Is he targeting the toy, or is he making eye contact? If making eye contact, you can hold the toy in your left hand outside the dog. That way you can still reward back and left. If following the toy you can hold the toy in your right hand and place it on your left shoulder. This free's up your left hand for movement and the leash.


----------



## GatorDog (Aug 17, 2011)

I would remove the toy from the armpit, if its causing conflict. I would definitely not recommend right sided reward to a dog learning the position, and holding it at your chest is going to encourage the dog to forge across the body. 

I'd back up a few steps and work on position and focus with the toy either hidden out of sight (I hide mine in my waistband of my pants, behind me), or in the left hand.


----------



## CometDog (Aug 22, 2017)

So, what he does...before starting IPO training, when I said fuss, he would walk next to me in a decent position. Now, I have been kind of sold on the focused heel, so I changed it up..when I said "with me" he does his decent heel and can look around. Now I am trying to use fuss word for the focused heel only. He is getting it, slowly.

He makes a lot of eye contact with me naturally. When he feels he needs to. He is a suspicious dog too, I had taught him "watch me" to get his attention in case someone was being pushy about petting him

Basically I have jumbled his commands and I hope I am not confusing him too much. He is picking up on it though. 

Is he toy driven? Well, kind of. He is handler driven. For instance if I present a tug or toy, he lights up and plays a great aggressive tug, and he will enthusiastically work OB for his reward of tug. WITH ME. When the trainer tries to show me something, and he takes the tug and lead..Valor is like...whatever, I don't want to play with YOU...and stares directly at me like why did you give him my lead and toy, and what is going to happen now. 

The first time he got on a table to work with a helper the helper had a long tug on a rope. Valor was like why is he doing that, looking at me (the helper was tossing the tug and taking it back quickly to entice him). The helper taught me how to encourage him and when he clicked, boy did he click. He did well on the sleeve too, now that he gets it. But if another person merely takes a tug and tries to play with him, he really isn't interested (at least until he knows that person..he will play with other people in his life that he "knows" )

I don't know if you would interpret that as toy/tug drive?
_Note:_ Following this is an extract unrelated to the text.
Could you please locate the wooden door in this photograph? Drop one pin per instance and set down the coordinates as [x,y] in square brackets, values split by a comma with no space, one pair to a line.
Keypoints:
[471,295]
He is a thinker. You can SEE him deliberating things. As a result he sometimes hits commands slowly until he "knows them knows them" type thing. 

AND he is NOT all the way past my armpit lol I saw the video and yes he is very tall, but they were exaggerating all in good fun (telling me to put a magnet on my hat). He is tall enough where my armpit just isn't high enough to be effective (his nose does touch my armpit when he looks up.)


We are going to try various placements with magnets tomorrow. Maybe my shoulder? We will see. What I will do is have my OB on video and I'll post here for critique. Maybe some bitework too. As for the bitework where helpers are in video, I'll have to get approval from the helpers to see if they are ok with me sharing the video. They do allow it, but with permission. Totally understandable. 

Here is a pic of his beginning bitework 2 weeks ago:


----------



## CometDog (Aug 22, 2017)

Well, the only video I got was while working bite on the table, and I don't think they want me posting that stuff. I took 2 stills from video and blurred out helpers.

So we last did this over 2 weeks ago. I lost 5 pounds and he grew in the last 2 weeks. When I got him out of the truck another handler was looking at us and I said "he grew again" and she said "he most certainly did lol

He is just over 27.5 at the withers. I am 49 inches to the very top of my head, and I have a 26" inseam lolol

Off the humor and on to technique..I screwed him up by doing the Tug Challenge from Collard Scholar. I should had done the challenge with a ball and not the jute we are using for OB. Oh well, back to the drawing board. All in all really enjoying it!


----------